A system of education somewhat similar to that developed at Antioch is used in the schools attached to factories in Soviet Russia. All such systems are but the modern extensions and systematizations of the traditional Hebrew system of education. ‘He who does not teach his son a trade,’ so it is written in the Talmud, ‘virtually teaches him to steal.’ St. Paul was not only a scholar; he was also a tent-maker. The ideal of the scholar and the gentleman originated among the slave-owning philosophers of Athens and Ionia. It is one of the ironies of history that the modern world should have taken over from the Hebrews all that was worst in their cultural heritage—their ferocious Bronze-Age literature; their paeans in praise of war; their tales of divinely inspired slaughter and sanctified treachery; their primitive belief in a personal, despotic and passionately unscrupulous God; their low, Samuel-Smilesian notion that virtue deserves a reward in cash and social position. It is, I repeat, one of the ironies of history that we should have taken over all this and have rejected the admirably sensible rabbinical tradition of an all-round education, at once academic and technical, in favour of the narrow and immoral ideal of the Hellenic slavers.

To perfect the Antioch system, it would probably be necessary to extend its provisions from the student to the teaching body. The fossil professor is a familiar object to those who have rambled through university towns. The onset of petrifaction might be delayed if teachers were given periodically, not merely sabbatical, but also non-sabbatical years—years during which they would have to work at some job entirely unconnected with the academic world.

A good deal of attention has been paid in recent years to the education of the emotions through the arts. In many schools and colleges, music, ‘dramatics,’ poetry and the visual arts are used more or less systematically as a device for widening consciousness and imparting to the flow of emotion a desirable direction.

Music, for example, may be used to teach a number of valuable lessons. When they listen to a piece of good music, people of limited ability are given the opportunity of actually experiencing the thought- and feeling-processes of a man of outstanding intellectual power and exceptional insight. (This applies, of course, to all the arts; but there is reason to believe that more people are able to participate, and participate more intensely, in the experience of the music-maker than in that of the painter, say, or the architect, or perhaps even the imaginative writer.) The finest works of art are precious, among other reasons, because they make it possible for us to know, if only imperfectly and for a little while, what it actually feels like to think subtly and feel nobly.

Music also serves to teach a very valuable kind of emotional co-operation. Singing and playing instruments together, people learn, not only to perform complicated actions requiring great muscular skill and the mind’s entire attention, but also to feel in harmony, to be united in a shared emotion.

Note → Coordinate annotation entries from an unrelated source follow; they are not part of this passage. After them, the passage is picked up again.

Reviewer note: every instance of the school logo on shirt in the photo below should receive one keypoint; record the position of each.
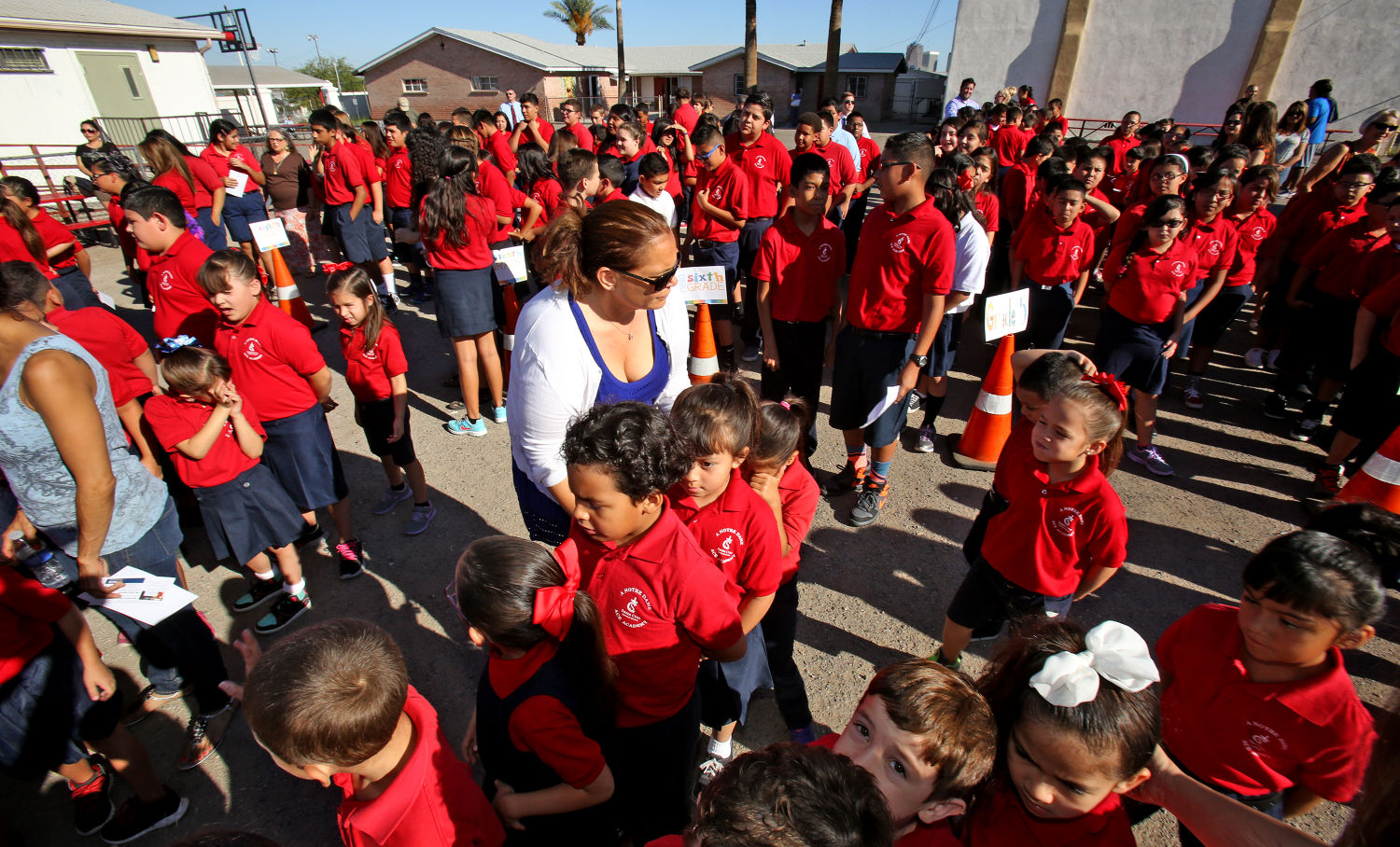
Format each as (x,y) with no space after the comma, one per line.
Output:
(633,604)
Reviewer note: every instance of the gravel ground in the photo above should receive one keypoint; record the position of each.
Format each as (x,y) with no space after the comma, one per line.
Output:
(868,597)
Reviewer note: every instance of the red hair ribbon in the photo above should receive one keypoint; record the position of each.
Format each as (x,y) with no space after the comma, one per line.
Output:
(1111,383)
(554,605)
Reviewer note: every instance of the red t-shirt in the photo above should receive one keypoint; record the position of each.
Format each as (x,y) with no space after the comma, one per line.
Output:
(1053,255)
(899,259)
(1055,533)
(476,252)
(1148,285)
(663,601)
(801,271)
(431,801)
(272,355)
(767,168)
(542,724)
(738,533)
(28,612)
(725,187)
(369,374)
(176,419)
(112,341)
(181,307)
(1257,737)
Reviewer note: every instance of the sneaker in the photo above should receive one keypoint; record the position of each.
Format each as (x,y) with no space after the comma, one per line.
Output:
(868,505)
(1307,429)
(283,612)
(420,519)
(392,499)
(924,443)
(1150,458)
(462,426)
(137,818)
(259,591)
(92,799)
(352,559)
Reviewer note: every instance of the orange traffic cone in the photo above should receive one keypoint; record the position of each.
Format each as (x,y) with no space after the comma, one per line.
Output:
(990,420)
(287,294)
(705,363)
(1378,480)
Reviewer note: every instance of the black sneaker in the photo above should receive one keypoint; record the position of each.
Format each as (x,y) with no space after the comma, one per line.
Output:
(92,799)
(137,818)
(352,559)
(259,591)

Coming next to literature, we see that the acting of plays can also be used for the purpose of emotional training. By playing the part of a character who is either very like or very unlike himself, a person can be made aware of his own nature and of his relations with others. To some extent, it may be, the watching of plays can serve the same purpose. We must, however, be on our guard against attributing to drama educative virtues which, at any rate in its present form, it certainly does not possess. In relation to the modern play or film, it is sheer nonsense to talk about the Aristotelian catharsis. A Greek tragedy was much more than a play; it was also a cathedral service, it was also one of the ceremonies of the national religion. The performance was an illustration of the scriptures, an exposition of theology. Modern dramas, even the best of them, are none of these things. They are, essentially, secular. People go to them, not in order to be reminded of their philosophy of life, not to establish some kind of communion with their gods, but merely to ‘get a kick,’ merely to titillate their feelings. The habit of self-titillation grows with what it feeds upon. For the Greeks, dramatic festivals were ‘solemn and rare.’ For us they are an almost daily stimulant. Abused as we abuse it at present, dramatic art is in no sense cathartic; it is merely a form of emotional masturbation.

All arts can be used as a form of self-abuse; but masturbation through the drama is probably the worst form of artistic debauchery, and for this reason: acting is one of the most dangerous of trades. It is the rarest thing to find a player who has not had his character affected for the worse by the practice of his profession. Nobody can make a habit of self-exhibition, nobody can exploit his personality for the sake of exercising a kind of hypnotic power over others, and remain untouched by the process. (In the Oneida community it was found that ‘prima donna fever,’ as John Noyes called it, could produce disruptive effects of extraordinary magnitude. Noyes, who was a psychologist of genius and the shrewdest of practical moralists, took the greatest pains to prevent a recrudescence of this disease, which has been the ruin of so many actors and virtuosi.[14]) Acting inflames the ego in a way which few other professions do. For the sake of enjoying regular emotional self-abuse, our societies condemn a considerable class of men and women to a perpetual inability to achieve non-attachment. It seems a high price to pay for our amusements.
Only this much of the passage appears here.